Amazon Direct Connect allows you to set up a dedicated connection between an on-premises network and the AWS cloud. This helps you secure and accelerate network connections without incurring high costs.
- RTO and RPO. Your recovery time objective (RTO) is the time period in which failed services and applications should be recovered after a DR event. Your recovery point objective (RPO), on the other hand, determines the furthest point of time in the past to which the system should recover. RTOs and RPOs should typically correspond with the priorities of your organization during a DR event. After defining your RPOs and RTOs (for both applications and instances), you should determine the frequency with which you create data backups and replicas in your environment. Creating multiple recovery points ensures less data loss in case of disaster.
- Secure access. When working with private and/or business-critical data, providing a high level of security is crucial for organizations of any scale. To this end, you can apply AWS Identity and Access Management (IAM) which ensures secure access to resources in your DR environment. With IAM, you can create role-based and user-based security policies that control user access to critical data.
- Automation. During a DR event, having full control over your AWS-based servers and your on-premises servers is essential. However, it is often physically impossible to manually oversee the recovery of every single application and instance. For effective management, orchestration and automation of DR processes is required.There are a number of Amazon management services available for this purpose. A set of features included in AWS CloudFormation lets you provision infrastructure services in an automated way. AWS OpsWorks helps automate configuration, deployment, and management of servers in your Amazon EC2 instances, as well as on-premises computing environments. Moreover, Autoscaling can scale your instances up or down to meet demands based on the parameters you specify in AWS CloudWatch. This is extremely helpful during a DR event, as the solution can automatically scale up to deal with the increased workload on servers and scale down once your production infrastructure processes are restored to their normal state.
- Licensing. Installing correctly licensed applications in your AWS environment is crucial for efficient performance. AWS has various types of licensing, such as “License included” and “Bring-Your-Own-License”, to comply with your specific business needs. Note that your data protection solution should also be licensed for seamless integration with AWS.

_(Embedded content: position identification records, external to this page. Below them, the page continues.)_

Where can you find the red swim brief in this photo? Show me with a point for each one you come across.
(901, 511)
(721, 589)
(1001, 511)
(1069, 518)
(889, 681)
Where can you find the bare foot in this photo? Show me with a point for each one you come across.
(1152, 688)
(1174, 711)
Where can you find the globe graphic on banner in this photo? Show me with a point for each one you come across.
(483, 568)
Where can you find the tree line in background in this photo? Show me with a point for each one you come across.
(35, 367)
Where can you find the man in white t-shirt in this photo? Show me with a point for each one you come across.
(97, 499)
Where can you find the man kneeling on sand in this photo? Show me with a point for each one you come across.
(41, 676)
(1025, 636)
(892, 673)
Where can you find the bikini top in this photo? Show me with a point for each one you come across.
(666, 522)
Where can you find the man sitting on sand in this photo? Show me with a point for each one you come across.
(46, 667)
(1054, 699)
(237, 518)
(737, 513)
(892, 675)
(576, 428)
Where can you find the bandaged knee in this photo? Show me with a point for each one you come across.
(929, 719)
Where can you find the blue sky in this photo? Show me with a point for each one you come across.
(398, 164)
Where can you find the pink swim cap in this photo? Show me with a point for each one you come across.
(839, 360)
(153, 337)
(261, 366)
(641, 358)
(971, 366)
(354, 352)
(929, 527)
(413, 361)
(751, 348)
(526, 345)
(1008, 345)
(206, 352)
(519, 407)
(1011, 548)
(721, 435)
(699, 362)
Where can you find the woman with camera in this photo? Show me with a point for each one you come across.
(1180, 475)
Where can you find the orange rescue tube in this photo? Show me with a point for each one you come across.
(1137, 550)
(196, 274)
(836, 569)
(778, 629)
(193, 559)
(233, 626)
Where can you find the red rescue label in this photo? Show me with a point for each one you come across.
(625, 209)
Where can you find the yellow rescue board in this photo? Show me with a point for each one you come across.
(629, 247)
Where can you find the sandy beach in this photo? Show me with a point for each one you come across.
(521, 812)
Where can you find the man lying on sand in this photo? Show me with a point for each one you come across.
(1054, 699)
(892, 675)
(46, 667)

AWS Disaster Recovery in NAKIVO Backup & Replication
AWS EC2 is a highly reliable and secure cloud. Nevertheless, there are still a number of threats that could disrupt the performance of EC2 instances and undermine business continuity. NAKIVO Backup & Replication is a perfect solution for overcoming such issues.
NAKIVO Backup & Replication can protect your cloud environment with AWS EC2 instance replication. The product allows you to create and manage exact copies (replicas) of your original EC2 instances and store them in a target location of your choice. Instance replicas remain in a powered-off state at the DR site, and can be easily powered on during a DR event when instant recovery is required. Thus, no extra costs are incurred for constantly keeping instance replicas on standby.
For each AWS EC2 instance, up to 30 recovery points can be created and rotated according to the GFS policy.
Once you have replicas created, NAKIVO Backup & Replication allows you to fail over to such replicas, i.e., switch from a source instance to its replica in order to move business-critical workloads from the production site (threatened by a disaster) to the DR site. NAKIVO Backup & Replication can automatically change the network settings of an instance during failover. Manually changing the settings for instances can be a time-consuming task, and if you are in a DR scenario, you likely have enough to worry about. To save valuable time, NAKIVO Backup & Replication has Network Mapping and Re-IP features that can be easily set up during configuration of a replication or failover job.
Network Mapping allows you to choose a network for automatic reconnection of your instances. Instances are connected to specific networks, which are likely to differ for the primary site and the secondary site. Network mapping involves mapping a source virtual network to a target virtual network (which you specify in advance) during a DR event. This saves you the trouble of manually configuring the networks for each instance.
Similarly, the Re-IP feature can automatically assign new network parameters to an instance during a DR event.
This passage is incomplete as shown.